The Jeyrakh-Assin historical, architectural and natural museum-reserve is located within the boundaries of the Jeyrakh district of the Republic of Ingushetia on the northern slopes of the foothills of the Central part of the Greater Caucasus Range. The reserve was established on June 2, 1988. The area of the reserve is slightly more than 627 square kilometers. The activity of the reserve is aimed at ensuring the preservation, restoration and study of territorial complexes of cultural and natural heritage, material and spiritual values in their traditional historical (cultural and natural) environment. On the territory of the museum-reserve there are 122 ancient architectural complexes, including more than 2,670 objects of cultural significance, including defensive and residential towers, burial crypts, Christian and pagan sanctuaries and temples. The oldest buildings of the megalithic type belong to the middle of the second millennium BC. Every year, significant scientific discoveries are made on the territory of the reserve, new objects are identified, archaeological expeditions are constantly working, scientists from all over the world come. Since 1996, the reserve has been a candidate for inclusion in the UNESCO World Heritage List. Significant value in the reserve is given to work on creating conditions for the development of organized tourism, its educational and service component.

The staff of the museum-reserve, within the framework of the plan of works on identification and registration of previously unrecorded architectural monuments, on the territory of the complex “Nyak'ist” discovered a previously unrecorded ancient monument with the signs of a cultural heritage object.

The revealed object is half-destroyed, located 200 meters south-west of the complex and, presumably, is a sanctuary.
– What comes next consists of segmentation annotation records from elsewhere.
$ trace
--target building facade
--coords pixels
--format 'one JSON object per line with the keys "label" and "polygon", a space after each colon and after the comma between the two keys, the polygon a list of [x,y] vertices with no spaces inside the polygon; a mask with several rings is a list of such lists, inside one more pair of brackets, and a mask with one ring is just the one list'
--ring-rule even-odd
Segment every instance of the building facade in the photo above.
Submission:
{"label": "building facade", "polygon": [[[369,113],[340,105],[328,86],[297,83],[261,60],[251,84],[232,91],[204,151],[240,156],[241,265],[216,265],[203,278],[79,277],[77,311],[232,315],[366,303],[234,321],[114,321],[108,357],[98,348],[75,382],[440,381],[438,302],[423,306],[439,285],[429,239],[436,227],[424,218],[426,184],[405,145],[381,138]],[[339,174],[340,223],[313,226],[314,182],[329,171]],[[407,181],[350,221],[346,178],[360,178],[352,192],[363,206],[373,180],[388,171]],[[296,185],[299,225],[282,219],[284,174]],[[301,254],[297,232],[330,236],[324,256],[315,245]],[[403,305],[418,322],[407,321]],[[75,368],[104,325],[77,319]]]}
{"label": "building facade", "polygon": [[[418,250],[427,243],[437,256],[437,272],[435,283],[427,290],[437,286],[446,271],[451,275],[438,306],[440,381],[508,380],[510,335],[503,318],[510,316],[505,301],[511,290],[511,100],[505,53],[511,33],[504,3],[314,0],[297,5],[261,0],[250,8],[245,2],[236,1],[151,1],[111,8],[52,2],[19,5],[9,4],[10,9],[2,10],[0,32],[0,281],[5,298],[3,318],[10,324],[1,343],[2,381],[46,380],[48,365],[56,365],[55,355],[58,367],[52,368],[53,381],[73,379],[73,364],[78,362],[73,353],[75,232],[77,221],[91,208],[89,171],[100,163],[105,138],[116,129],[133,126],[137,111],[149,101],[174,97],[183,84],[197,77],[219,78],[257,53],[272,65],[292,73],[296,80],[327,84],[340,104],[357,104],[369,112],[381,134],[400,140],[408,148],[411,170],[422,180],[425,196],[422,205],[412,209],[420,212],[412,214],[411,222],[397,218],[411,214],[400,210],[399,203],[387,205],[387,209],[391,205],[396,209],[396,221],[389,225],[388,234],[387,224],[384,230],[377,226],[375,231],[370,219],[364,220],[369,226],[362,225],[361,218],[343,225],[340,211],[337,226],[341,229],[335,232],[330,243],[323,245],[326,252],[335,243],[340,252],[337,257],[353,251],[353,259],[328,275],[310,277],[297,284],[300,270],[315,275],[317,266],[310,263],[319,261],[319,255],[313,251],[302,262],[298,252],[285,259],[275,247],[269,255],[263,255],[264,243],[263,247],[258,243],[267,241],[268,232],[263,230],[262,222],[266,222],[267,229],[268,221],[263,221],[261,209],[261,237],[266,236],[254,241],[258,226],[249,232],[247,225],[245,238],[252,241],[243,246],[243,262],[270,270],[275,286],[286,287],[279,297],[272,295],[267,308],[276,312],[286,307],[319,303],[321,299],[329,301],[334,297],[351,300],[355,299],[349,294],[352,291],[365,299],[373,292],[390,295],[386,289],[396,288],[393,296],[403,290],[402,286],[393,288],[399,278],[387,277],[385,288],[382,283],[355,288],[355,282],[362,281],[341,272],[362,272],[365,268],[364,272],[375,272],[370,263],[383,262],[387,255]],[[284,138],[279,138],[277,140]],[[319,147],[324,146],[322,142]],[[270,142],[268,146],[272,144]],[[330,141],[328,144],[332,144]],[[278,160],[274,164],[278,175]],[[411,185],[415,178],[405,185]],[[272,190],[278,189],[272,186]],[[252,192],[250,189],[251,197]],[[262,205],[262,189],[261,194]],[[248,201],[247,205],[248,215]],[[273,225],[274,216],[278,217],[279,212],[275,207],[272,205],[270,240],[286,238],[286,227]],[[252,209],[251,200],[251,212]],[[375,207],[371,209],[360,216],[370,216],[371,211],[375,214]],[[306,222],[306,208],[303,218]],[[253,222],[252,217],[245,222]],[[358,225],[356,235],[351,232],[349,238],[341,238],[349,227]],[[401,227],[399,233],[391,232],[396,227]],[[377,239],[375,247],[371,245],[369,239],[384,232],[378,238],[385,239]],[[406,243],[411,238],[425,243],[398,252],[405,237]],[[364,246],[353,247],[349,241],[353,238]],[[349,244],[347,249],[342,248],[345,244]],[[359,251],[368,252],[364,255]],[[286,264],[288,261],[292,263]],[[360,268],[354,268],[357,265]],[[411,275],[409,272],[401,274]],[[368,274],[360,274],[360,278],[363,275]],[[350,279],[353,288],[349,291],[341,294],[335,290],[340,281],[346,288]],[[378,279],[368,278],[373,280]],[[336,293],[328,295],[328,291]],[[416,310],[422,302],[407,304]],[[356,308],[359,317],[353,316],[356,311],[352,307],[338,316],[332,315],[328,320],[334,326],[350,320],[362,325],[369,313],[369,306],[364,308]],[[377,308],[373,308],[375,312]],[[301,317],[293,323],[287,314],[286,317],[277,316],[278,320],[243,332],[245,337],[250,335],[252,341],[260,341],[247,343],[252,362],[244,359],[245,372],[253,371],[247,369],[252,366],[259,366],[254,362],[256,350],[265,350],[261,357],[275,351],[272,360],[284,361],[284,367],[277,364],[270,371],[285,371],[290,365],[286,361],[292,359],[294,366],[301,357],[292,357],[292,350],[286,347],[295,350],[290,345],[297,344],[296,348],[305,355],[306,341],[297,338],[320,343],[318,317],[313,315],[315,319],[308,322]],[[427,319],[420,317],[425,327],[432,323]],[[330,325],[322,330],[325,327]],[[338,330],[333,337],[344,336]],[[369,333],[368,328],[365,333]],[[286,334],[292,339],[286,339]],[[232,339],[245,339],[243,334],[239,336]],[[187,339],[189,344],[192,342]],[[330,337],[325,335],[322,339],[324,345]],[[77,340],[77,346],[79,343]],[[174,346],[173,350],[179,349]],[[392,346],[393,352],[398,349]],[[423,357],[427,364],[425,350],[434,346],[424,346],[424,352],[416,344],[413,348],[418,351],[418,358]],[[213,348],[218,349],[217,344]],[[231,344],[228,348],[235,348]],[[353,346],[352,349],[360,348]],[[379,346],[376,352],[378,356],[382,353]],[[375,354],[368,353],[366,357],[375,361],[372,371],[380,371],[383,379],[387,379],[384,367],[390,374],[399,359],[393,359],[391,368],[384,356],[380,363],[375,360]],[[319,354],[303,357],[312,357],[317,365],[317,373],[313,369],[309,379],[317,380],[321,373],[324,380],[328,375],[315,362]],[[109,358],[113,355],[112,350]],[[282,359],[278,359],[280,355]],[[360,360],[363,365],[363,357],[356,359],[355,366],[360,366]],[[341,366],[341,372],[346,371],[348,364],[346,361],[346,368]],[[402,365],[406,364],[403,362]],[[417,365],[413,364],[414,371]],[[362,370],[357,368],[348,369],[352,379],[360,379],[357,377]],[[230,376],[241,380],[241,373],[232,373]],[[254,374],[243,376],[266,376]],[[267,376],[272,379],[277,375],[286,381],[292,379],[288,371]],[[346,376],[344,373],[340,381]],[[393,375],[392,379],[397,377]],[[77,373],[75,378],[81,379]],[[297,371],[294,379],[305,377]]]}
As it is known, a sanctuary is a building, premises, which our ancestors used for religious rituals.

The object is made of chiseled gray stone, the thickness of the walls is 50 cm. The preserved height of the walls is from 1.5 m (western wall) to 3 m (south-eastern wall), on the eastern wall there is a doorway - 0.6 m wide and 0.8 m high. The building is one-storeyed, no roof, foundations are present, the area at the base is about 9 square meters. The northern wall is semi-subterranean, the roof was stepped, the sanctuary is located in a dense thicket of woodland, perhaps that is why it has remained so far undiscovered.

Temples-sanctuaries, in distinction from crypt constructions, have doorways. The fact that the preserved building was a sanctuary, say and natives of this complex, who saw it intact in the 50-ies of the last century - after returning from deportation and noted that there were household items, as well as horns and bones of sacrificial animals.